Complex problems often have simple solutions but it takes a lot longer to get there than it does to create a complex solution.

CSS is like a second draft. We can do much better.


I agree. The problem that people are having is that CSS has completely changed within the past 5 years, especially positioning, as all of the modules have been implemented. Things that once involved elaborate and fragile rituals to perform are now trivial to write. If you knew CSS 10 years ago and never went back to survey it since, you don't really know CSS now.

I finally stopped claiming I knew CSS until I took a few months to work through a top to bottom overview. None of the skills I had 10 years ago apply to modern CSS; I had to give up every habit. This is a good time to do a review, because CSS development seems to have slowed down considerably, and browsers are all pretty good.

However, CSS has become very big, and web development teams should really start respecting it as a specialty in itself, and making sure they have at least one person who knows it all. Even if they use tailwind.


I've been building websites since they were invented and I agree completely. CSS itself has evolved to the point where you are worse off if you use a pre-compiler or alternative.

In one sense, it was always worse to use Tailwind because if you don't learn "real" CSS you won't be able to fix anything that's broken -- and with CSS, there's always a lot that's broken.


> CSS is for styling

The web has never lived up to that ideal. Sometimes you need to add a wrapper div with no semantics to make your layout work. Sometimes you need some Javascript to do a special layout CSS doesn't support or work around some other limitation. I've never seen a project that actually had meaningful "separation of concerns" based on technology, whereas almost every componentized project has at least decent separation of concerns along the component axis -- where you can drop a component into a design without thinking about it's internals at all.


whose fault is it then?

We had desktop UI's in far simpler forms years before. Yeah, sure, there are new requirements, but those requirements didn't actually need the complexity of modern CSS.

modern CSS came about because people like to be fancy. You value the wrong thing, you get the wrong thing.


Here's the thing: Most of us who are perplexed are actually perplexed because is was something you used to be able to do trivially and then a new standard came along and made it unreasonably hard for about 15 years. An eternity in software development. Entire generations of paradigms have come and gone in the time it's taken for CSS to fill this gap.

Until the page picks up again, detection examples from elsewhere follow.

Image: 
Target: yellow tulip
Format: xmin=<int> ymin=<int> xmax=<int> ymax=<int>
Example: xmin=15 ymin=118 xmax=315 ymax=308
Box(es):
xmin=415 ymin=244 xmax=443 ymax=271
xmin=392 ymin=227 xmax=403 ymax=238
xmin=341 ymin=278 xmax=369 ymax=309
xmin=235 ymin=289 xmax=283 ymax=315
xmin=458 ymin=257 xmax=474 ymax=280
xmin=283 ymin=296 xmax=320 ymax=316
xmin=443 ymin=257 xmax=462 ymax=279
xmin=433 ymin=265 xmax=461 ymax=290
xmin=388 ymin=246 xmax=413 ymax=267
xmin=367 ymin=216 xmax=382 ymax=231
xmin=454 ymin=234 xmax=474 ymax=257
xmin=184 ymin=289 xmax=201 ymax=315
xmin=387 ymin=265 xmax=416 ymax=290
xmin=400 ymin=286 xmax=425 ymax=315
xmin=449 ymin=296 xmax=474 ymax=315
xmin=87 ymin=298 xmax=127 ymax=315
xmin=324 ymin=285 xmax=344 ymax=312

That will never stop being perplexing, no matter how many new models they throw on top to try to fix it.


I will never like CSS and cannot share any fond memories of it's development.

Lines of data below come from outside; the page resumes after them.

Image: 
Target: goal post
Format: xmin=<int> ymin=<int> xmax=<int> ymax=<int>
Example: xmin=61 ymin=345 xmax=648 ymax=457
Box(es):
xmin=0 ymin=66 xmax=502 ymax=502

Modern CSS is bearable with features like Flexbox and Grid, but CSS will never be able to hide how inelegant, clunky and sprawling it is. You could write an entire book on CSS 'gotchas' - from specificity to box-sizing to inheritance. The list of topics is endless.

There are also dozens of different ways of writing CSS (by design) which is why you never see two or more people write it in the same way.

Why did a "style sheet" language incorporate animation into its already bloated feature set? (Not convinced by the argument that animation = appearance and thus fits into the scope of CSS.)

It's a bit ironic that modern CSS features let you finally drop horrible CSS hacks from the past like floats. And yet, developers are not taking advantage of modern CSS features like Grid (which greatly simplifies layout). CSS frameworks often don't take advantage of these modern features either.

In fact, modern CSS makes it easier to write plain CSS without the use of a CSS framework. But is there anyone left who isn't using a framework?